Mathieu Perreault Mathieu Perreault
La Presse

« Cette découverte a été une surprise et une réponse à un long mystère relativement à l’eau qui pique », explique Cheryl Ames, une Canadienne qui travaille à l’Administration océanique et atmosphérique des États-Unis (NOAA) et est l’auteure principale de l’étude publiée le jeudi 13 février dans la revue Nature Communications. « Nous pouvons maintenant confirmer aux baigneurs qu’ils doivent éviter les bancs de méduses parce que les eaux qui les entourent seront désagréables. »

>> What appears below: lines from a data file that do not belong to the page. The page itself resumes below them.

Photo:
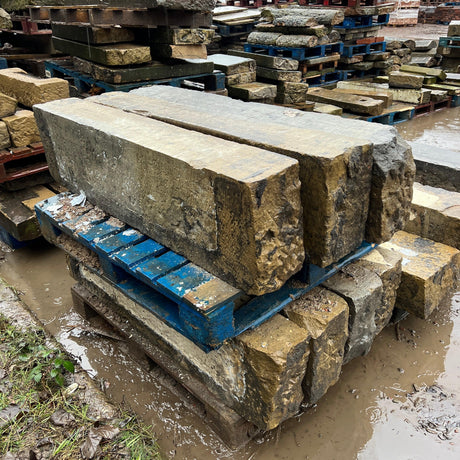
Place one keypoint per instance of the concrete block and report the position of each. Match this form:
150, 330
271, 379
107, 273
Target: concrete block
324, 315
275, 357
5, 140
233, 210
430, 271
116, 55
29, 90
258, 375
334, 214
362, 289
387, 265
437, 167
22, 128
232, 65
252, 91
435, 215
7, 105
405, 80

Mme Ames a grandi dans l’île de Cap-Breton et a étudié à Ottawa. Elle a eu l’idée de ces recherches en faisant de la plongée en apnée pour ses recherches dans les Caraïbes et en Floride. Elle fait actuellement un postdoctorat à l’Université Tohoku dans le nord du Japon.

Les méduses étudiées vivent accrochées sur le fond des lagons et des mangroves, et sont donc à l’envers, les tentacules vers le haut.

Les chercheurs de la NOAA ont identifié trois substances toxiques appelées cassiosomes, du nom de la méduse (Cassiopea), qui se trouvent sur les tentacules des méduses et s’en détachent quand on brasse l’eau près d’elles. Ils supputent que ces cassiosomes servent à étourdir du microplancton dont se nourrissent les méduses pour suppléer à l’énergie qui leur provient de l’algue photosynthétique habitant dans leur corps et leur donnant leur couleur ocre. Des tests sur des crevettes microscopiques, qui ont succombé aux cassiosomes, ont confirmé cette hypothèse.

Ils ont aussi détecté des cassiosomes dans quatre autres espèces de méduses.

Des chercheurs brésiliens ont aussi collaboré à cette étude.